Two Pointers × Linked List Problems: Fast and Slow Pointers - LeetCode by Example

Example problems for this article:

LeetCode 876 - Middle of the Linked List (Easy) — Finding the middle of a linked list
LeetCode 19 - Remove Nth Node From End of List (Medium) — Finding the k-th element from the end of a linked list
LeetCode 141 - Linked List Cycle (Easy) — Detecting whether a cycle exists in a linked list

In the previous article, we analyzed the classic Two Sum II problem and the two pointers technique. The term “two pointers” appears in many problem solutions — so what other problems can be solved using two pointers?

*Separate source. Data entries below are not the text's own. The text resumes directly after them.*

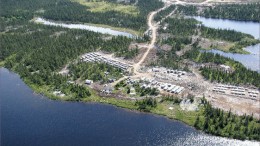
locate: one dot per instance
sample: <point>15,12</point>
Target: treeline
<point>223,34</point>
<point>159,16</point>
<point>94,71</point>
<point>188,10</point>
<point>241,12</point>
<point>120,46</point>
<point>145,91</point>
<point>240,75</point>
<point>35,52</point>
<point>72,11</point>
<point>180,26</point>
<point>146,104</point>
<point>19,12</point>
<point>220,123</point>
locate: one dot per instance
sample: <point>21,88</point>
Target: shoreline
<point>122,104</point>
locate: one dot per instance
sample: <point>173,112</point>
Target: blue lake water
<point>28,119</point>
<point>252,60</point>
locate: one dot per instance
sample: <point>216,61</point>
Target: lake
<point>84,27</point>
<point>252,60</point>
<point>28,119</point>
<point>248,27</point>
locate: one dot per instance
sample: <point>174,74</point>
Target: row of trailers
<point>96,57</point>
<point>234,90</point>
<point>172,88</point>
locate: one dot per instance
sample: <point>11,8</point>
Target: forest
<point>20,12</point>
<point>159,16</point>
<point>240,12</point>
<point>244,12</point>
<point>216,121</point>
<point>240,75</point>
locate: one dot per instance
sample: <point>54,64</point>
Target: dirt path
<point>153,27</point>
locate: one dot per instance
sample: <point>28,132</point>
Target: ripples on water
<point>28,119</point>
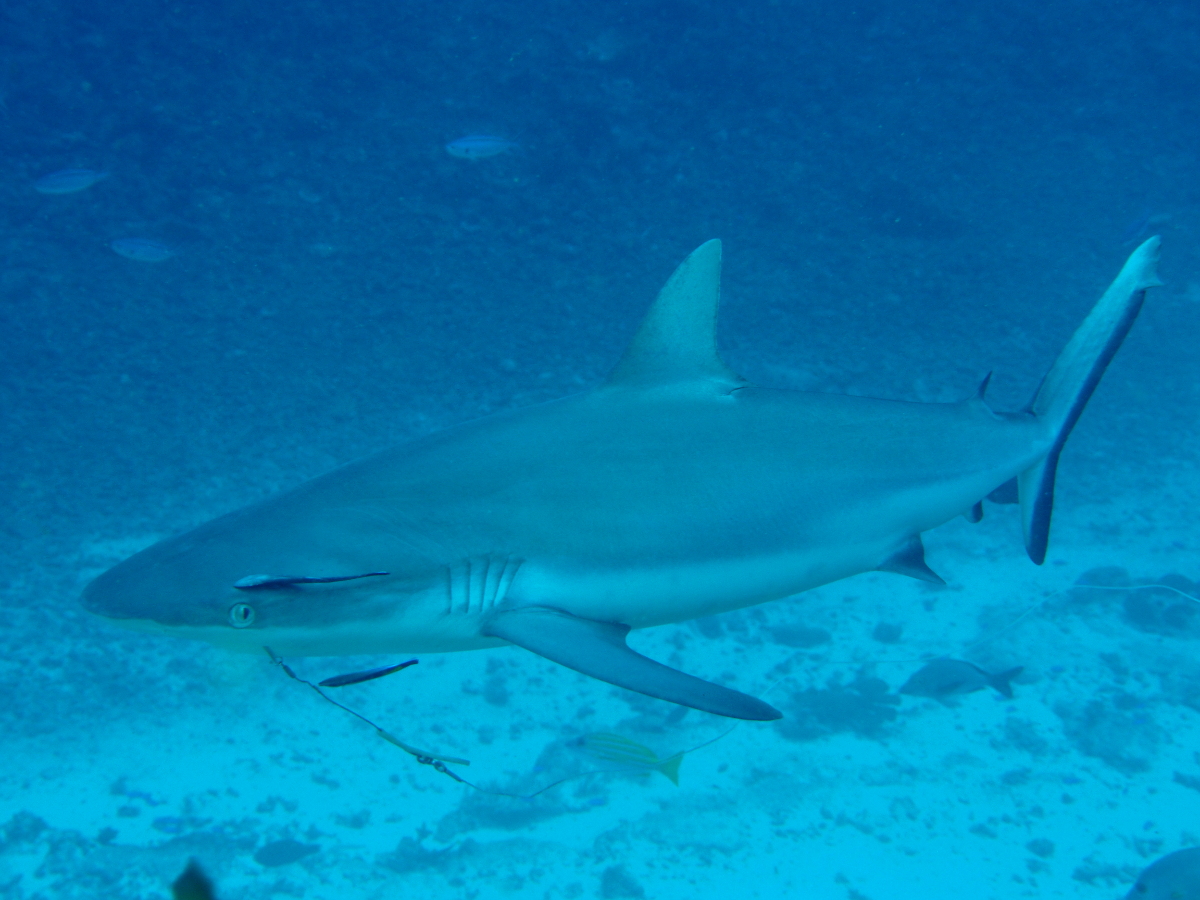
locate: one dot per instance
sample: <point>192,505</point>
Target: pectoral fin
<point>599,649</point>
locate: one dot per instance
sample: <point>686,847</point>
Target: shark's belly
<point>648,595</point>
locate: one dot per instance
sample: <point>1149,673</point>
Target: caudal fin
<point>1071,381</point>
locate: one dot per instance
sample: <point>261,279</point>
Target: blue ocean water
<point>910,196</point>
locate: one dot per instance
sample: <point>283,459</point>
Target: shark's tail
<point>1071,381</point>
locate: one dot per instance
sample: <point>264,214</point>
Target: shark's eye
<point>241,615</point>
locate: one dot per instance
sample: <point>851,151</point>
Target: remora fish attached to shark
<point>673,490</point>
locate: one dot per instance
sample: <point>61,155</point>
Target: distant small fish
<point>1139,227</point>
<point>615,748</point>
<point>367,676</point>
<point>1176,876</point>
<point>69,180</point>
<point>142,250</point>
<point>948,677</point>
<point>283,852</point>
<point>192,885</point>
<point>479,147</point>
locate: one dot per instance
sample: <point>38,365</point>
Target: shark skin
<point>675,490</point>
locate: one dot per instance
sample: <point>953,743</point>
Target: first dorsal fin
<point>677,340</point>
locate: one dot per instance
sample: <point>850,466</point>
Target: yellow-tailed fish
<point>615,748</point>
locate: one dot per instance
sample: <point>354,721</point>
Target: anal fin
<point>599,649</point>
<point>910,561</point>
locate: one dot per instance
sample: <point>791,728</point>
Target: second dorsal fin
<point>677,340</point>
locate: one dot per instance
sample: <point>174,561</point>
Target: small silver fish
<point>283,852</point>
<point>943,678</point>
<point>69,180</point>
<point>142,250</point>
<point>1175,876</point>
<point>479,147</point>
<point>637,757</point>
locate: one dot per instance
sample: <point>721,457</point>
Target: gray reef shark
<point>673,490</point>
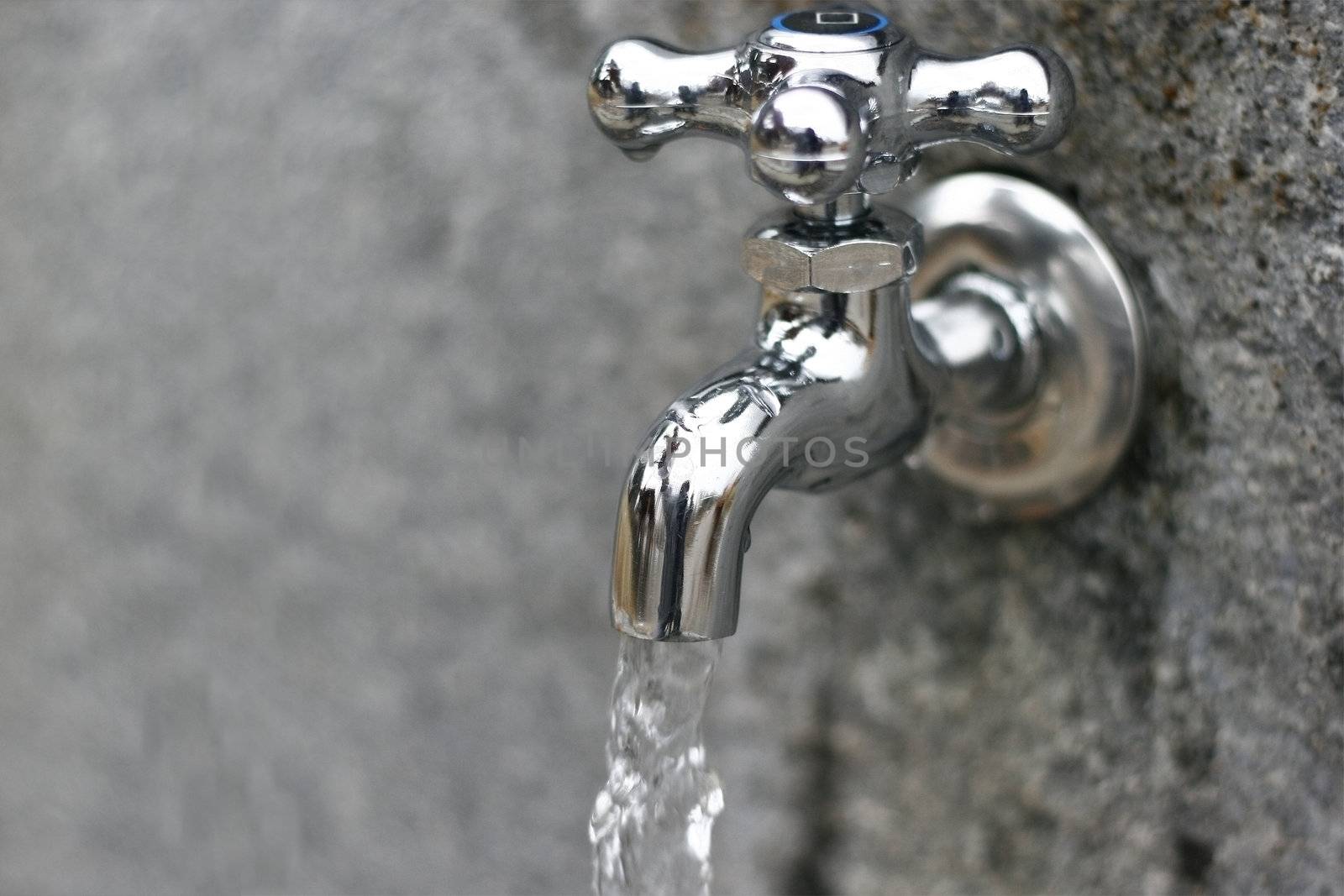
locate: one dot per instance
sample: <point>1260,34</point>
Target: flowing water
<point>651,822</point>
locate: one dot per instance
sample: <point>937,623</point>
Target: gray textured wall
<point>277,281</point>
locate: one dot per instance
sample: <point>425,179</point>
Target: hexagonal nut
<point>801,254</point>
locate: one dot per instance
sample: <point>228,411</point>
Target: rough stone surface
<point>282,285</point>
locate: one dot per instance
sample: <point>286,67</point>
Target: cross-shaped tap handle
<point>830,101</point>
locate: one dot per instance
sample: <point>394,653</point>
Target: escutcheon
<point>1052,446</point>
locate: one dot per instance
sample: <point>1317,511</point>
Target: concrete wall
<point>280,284</point>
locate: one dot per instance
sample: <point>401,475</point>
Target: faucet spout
<point>822,398</point>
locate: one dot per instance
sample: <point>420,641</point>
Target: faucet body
<point>1015,374</point>
<point>823,396</point>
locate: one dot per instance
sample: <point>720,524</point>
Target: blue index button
<point>837,22</point>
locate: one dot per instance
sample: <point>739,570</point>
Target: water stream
<point>652,820</point>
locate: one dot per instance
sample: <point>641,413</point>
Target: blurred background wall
<point>284,284</point>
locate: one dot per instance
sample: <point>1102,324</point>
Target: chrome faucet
<point>1005,358</point>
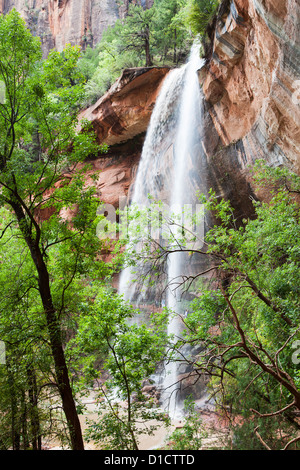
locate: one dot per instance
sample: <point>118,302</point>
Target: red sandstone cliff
<point>61,22</point>
<point>251,82</point>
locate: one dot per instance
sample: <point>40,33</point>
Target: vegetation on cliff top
<point>64,328</point>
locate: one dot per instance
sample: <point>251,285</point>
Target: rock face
<point>125,110</point>
<point>61,22</point>
<point>252,90</point>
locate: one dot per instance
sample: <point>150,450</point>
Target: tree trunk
<point>36,441</point>
<point>61,370</point>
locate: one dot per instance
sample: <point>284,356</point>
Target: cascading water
<point>169,170</point>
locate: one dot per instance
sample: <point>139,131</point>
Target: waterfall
<point>169,170</point>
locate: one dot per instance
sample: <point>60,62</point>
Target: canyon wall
<point>61,22</point>
<point>251,83</point>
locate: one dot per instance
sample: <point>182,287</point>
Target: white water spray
<point>167,172</point>
<point>183,195</point>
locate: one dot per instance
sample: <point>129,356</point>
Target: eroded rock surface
<point>251,86</point>
<point>61,22</point>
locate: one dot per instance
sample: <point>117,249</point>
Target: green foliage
<point>146,37</point>
<point>190,436</point>
<point>199,13</point>
<point>129,352</point>
<point>250,322</point>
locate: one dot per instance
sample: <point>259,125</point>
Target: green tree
<point>112,337</point>
<point>247,319</point>
<point>199,13</point>
<point>38,144</point>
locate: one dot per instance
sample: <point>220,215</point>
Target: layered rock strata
<point>251,83</point>
<point>61,22</point>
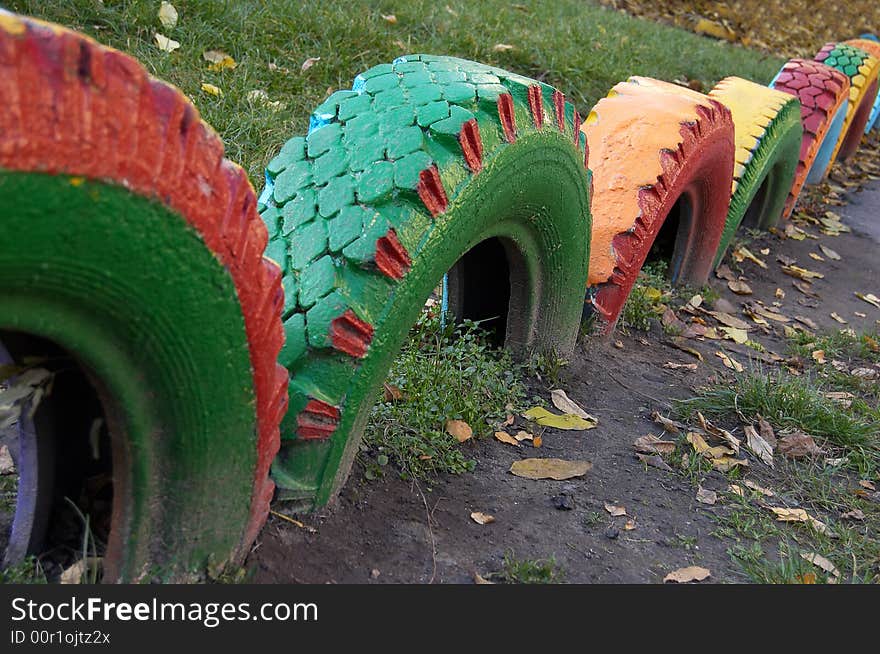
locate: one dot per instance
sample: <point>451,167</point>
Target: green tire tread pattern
<point>768,138</point>
<point>368,211</point>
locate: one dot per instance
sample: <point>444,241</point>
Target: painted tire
<point>823,92</point>
<point>862,69</point>
<point>651,145</point>
<point>768,141</point>
<point>872,47</point>
<point>138,250</point>
<point>426,159</point>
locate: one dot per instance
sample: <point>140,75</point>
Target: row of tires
<point>217,335</point>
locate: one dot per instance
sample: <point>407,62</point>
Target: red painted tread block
<point>72,106</point>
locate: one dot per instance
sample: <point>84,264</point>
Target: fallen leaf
<point>459,429</point>
<point>545,418</point>
<point>565,404</point>
<point>828,252</point>
<point>164,43</point>
<point>218,60</point>
<point>550,468</point>
<point>706,496</point>
<point>210,89</point>
<point>729,361</point>
<point>821,562</point>
<point>855,514</point>
<point>482,518</point>
<point>168,15</point>
<point>870,298</point>
<point>798,445</point>
<point>650,444</point>
<point>758,445</point>
<point>504,437</point>
<point>655,461</point>
<point>685,575</point>
<point>798,515</point>
<point>308,63</point>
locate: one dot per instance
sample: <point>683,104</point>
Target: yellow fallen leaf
<point>168,15</point>
<point>504,437</point>
<point>565,404</point>
<point>482,518</point>
<point>545,418</point>
<point>164,43</point>
<point>212,90</point>
<point>685,575</point>
<point>459,429</point>
<point>558,469</point>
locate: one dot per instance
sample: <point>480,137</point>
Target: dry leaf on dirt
<point>565,404</point>
<point>504,437</point>
<point>706,496</point>
<point>482,518</point>
<point>685,575</point>
<point>550,468</point>
<point>545,418</point>
<point>797,445</point>
<point>650,444</point>
<point>729,361</point>
<point>761,448</point>
<point>308,63</point>
<point>821,562</point>
<point>459,429</point>
<point>164,43</point>
<point>168,15</point>
<point>798,515</point>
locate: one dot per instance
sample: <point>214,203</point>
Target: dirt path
<point>378,531</point>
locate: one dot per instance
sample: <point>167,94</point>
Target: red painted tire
<point>821,91</point>
<point>657,151</point>
<point>71,109</point>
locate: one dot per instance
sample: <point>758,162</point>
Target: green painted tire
<point>429,161</point>
<point>768,131</point>
<point>133,249</point>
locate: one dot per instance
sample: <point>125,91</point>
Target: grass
<point>530,571</point>
<point>443,373</point>
<point>579,47</point>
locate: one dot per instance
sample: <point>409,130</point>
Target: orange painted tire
<point>821,91</point>
<point>75,110</point>
<point>657,151</point>
<point>862,69</point>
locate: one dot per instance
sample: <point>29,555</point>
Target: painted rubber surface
<point>398,179</point>
<point>149,252</point>
<point>768,142</point>
<point>823,94</point>
<point>871,46</point>
<point>652,143</point>
<point>862,69</point>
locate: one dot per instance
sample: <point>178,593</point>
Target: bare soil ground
<point>394,531</point>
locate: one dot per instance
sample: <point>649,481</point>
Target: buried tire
<point>823,94</point>
<point>429,164</point>
<point>768,141</point>
<point>862,70</point>
<point>134,252</point>
<point>662,161</point>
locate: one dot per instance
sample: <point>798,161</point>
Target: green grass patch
<point>577,46</point>
<point>443,373</point>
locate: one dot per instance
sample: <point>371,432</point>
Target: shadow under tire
<point>137,248</point>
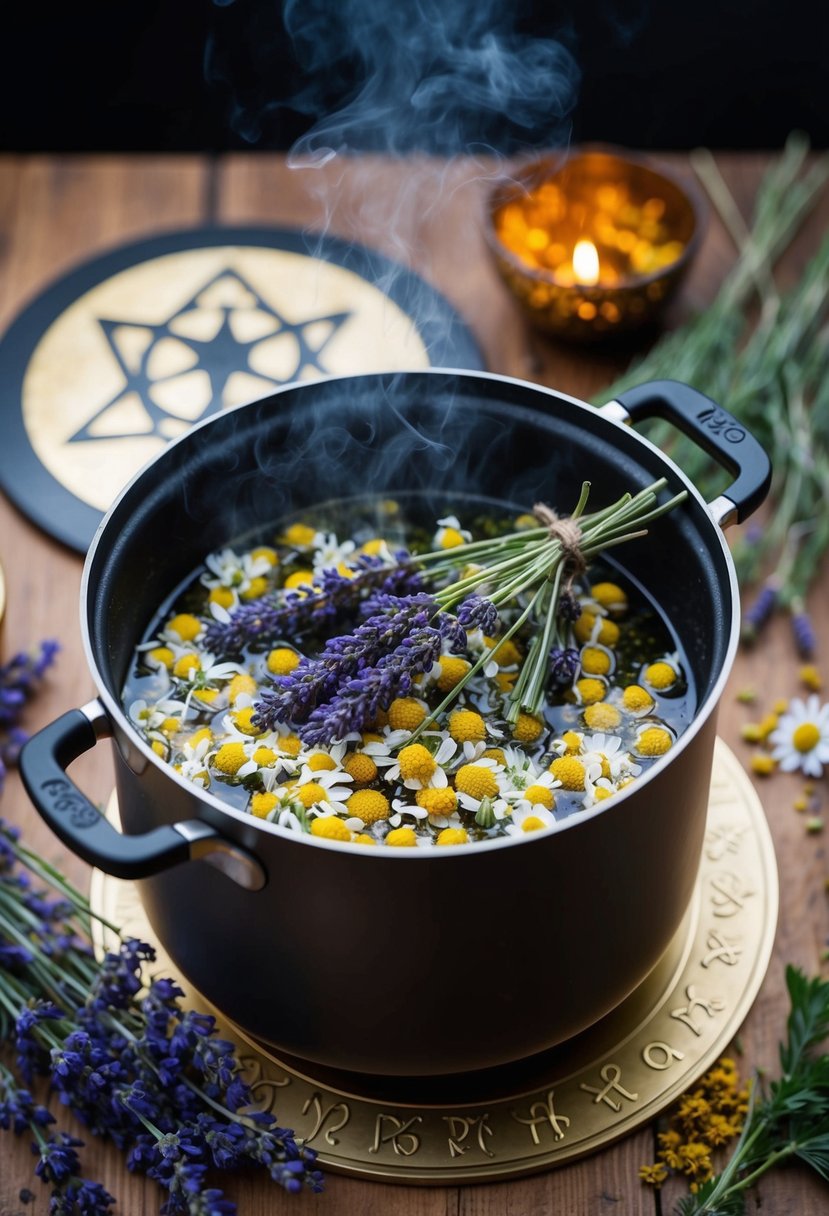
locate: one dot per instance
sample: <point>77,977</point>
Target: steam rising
<point>444,77</point>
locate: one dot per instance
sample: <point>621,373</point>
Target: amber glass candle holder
<point>592,243</point>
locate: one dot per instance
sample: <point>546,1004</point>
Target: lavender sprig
<point>317,681</point>
<point>295,614</point>
<point>136,1069</point>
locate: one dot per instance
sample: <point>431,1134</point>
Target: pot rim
<point>117,714</point>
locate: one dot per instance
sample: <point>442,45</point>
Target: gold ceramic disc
<point>134,348</point>
<point>595,1088</point>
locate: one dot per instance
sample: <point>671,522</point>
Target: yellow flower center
<point>282,662</point>
<point>452,670</point>
<point>477,781</point>
<point>238,685</point>
<point>242,720</point>
<point>595,662</point>
<point>330,828</point>
<point>452,836</point>
<point>591,690</point>
<point>186,664</point>
<point>405,714</point>
<point>361,767</point>
<point>436,801</point>
<point>540,794</point>
<point>609,596</point>
<point>368,805</point>
<point>569,771</point>
<point>321,763</point>
<point>221,596</point>
<point>602,716</point>
<point>528,728</point>
<point>416,763</point>
<point>263,804</point>
<point>636,698</point>
<point>660,675</point>
<point>653,742</point>
<point>467,726</point>
<point>310,793</point>
<point>257,587</point>
<point>451,538</point>
<point>185,625</point>
<point>806,737</point>
<point>230,758</point>
<point>401,838</point>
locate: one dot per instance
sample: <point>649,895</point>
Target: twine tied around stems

In practice, “two pointers” is a very broad concept. Any approach that uses two pointers (whether linked list pointers or array indices) can be called a two-pointer method. Depending on how the two pointers move, the technique can be categorized into same-direction pointers, opposite-direction pointers, fast and slow pointers, and so on.

When the two-pointer technique meets linked list problems, we primarily use the fast and slow pointers approach. Many times when you encounter tricky linked list operations, fast and slow pointers can help reduce the time or space required by the algorithm.

This article will cover:

Characteristics of fast and slow pointers in linked list problems
Case studies of fast and slow pointers: finding the middle of a linked list, finding the k-th element from the end
A classic problem using fast and slow pointers: detecting a cycle in a linked list
Related problems

Two Pointers in Linked List Problems

As we know, the nature of the linked list data structure means it can only be traversed sequentially in one direction — it does not support reverse traversal or random access (access by index). Many times, we need the fast and slow pointer technique to achieve a degree of reverse traversal, or to reduce the number of passes through the list. That is why fast and slow pointers are so commonly used in linked list problems.

Fast and slow pointers in linked list problems can be further divided into several different types. Below we will walk through three application scenarios of fast and slow pointers.

Example 1: Finding the Middle of a Linked List

LeetCode 876 - Middle of the Linked List (Easy)

The conventional approach to finding the middle of a linked list is to first traverse the entire list to compute its length $n$ , then traverse it again to find the $n/2$ -th element. This requires two passes through the list.

A more elegant approach uses two pointers — one fast and one slow. The fast pointer advances two nodes at a time, moving at twice the speed of the slow pointer. When the fast pointer reaches the end of the list, the slow pointer is right at the middle. The process is shown in the animation below. This way, we only need a single pass. Of course, the time complexity is still $O(n)$ , but for linked list problems, this kind of trick to eliminate one extra pass is exactly what we need.

Fast and slow pointers advancing at different speeds (animation)

The solution code is shown below. Note that the loop condition is fast != null && fast.next != null to prevent null pointer exceptions.

public ListNode middleNode(ListNode head) {
    ListNode fast = head;
    ListNode slow = head;
    while (fast != null && fast.next != null) {
        // fast advances two elements at a time, slow advances one
        fast = fast.next.next;
        slow = slow.next;
    }
    // When the list has an odd number of elements, slow points to the middle
    // When the list has an even number of elements, slow points to the right one of the two middle nodes
    return slow;
}

Example 2: Finding the K-th Element from the End of a Linked List

LeetCode 19 - Remove Nth Node From End of List (Medium)

The conventional approach to finding the $k$ -th element from the end of a linked list is to first traverse the list to compute its length $n$ . Then we can calculate that we need the $(n-k)$ -th element, and traverse the list once more.

Here again, we can use the fast and slow pointer technique to eliminate one pass. This time, the two pointers move at the same speed but are separated by a fixed distance. The fast pointer advances $k$ elements first, and then both pointers move forward at the same speed. When the fast pointer reaches the end of the list, the slow pointer is exactly at the $k$ -th element from the end. The animation below shows the advancing process (using $k=3$ as an example).

Fast and slow pointers advancing with a gap of 3 elements (animation)

The solution code is shown below. Note that the problem requires not only finding the k-th element from the end but also removing it. To delete the element, we need to use the linked list traversal framework from the first lecture, splitting the slow pointer into prev and curr pointers. (For the specific usage of prev and curr pointers, please review the first lecture on your own.) So here we actually have three pointers advancing together — pay attention to the relationships between them.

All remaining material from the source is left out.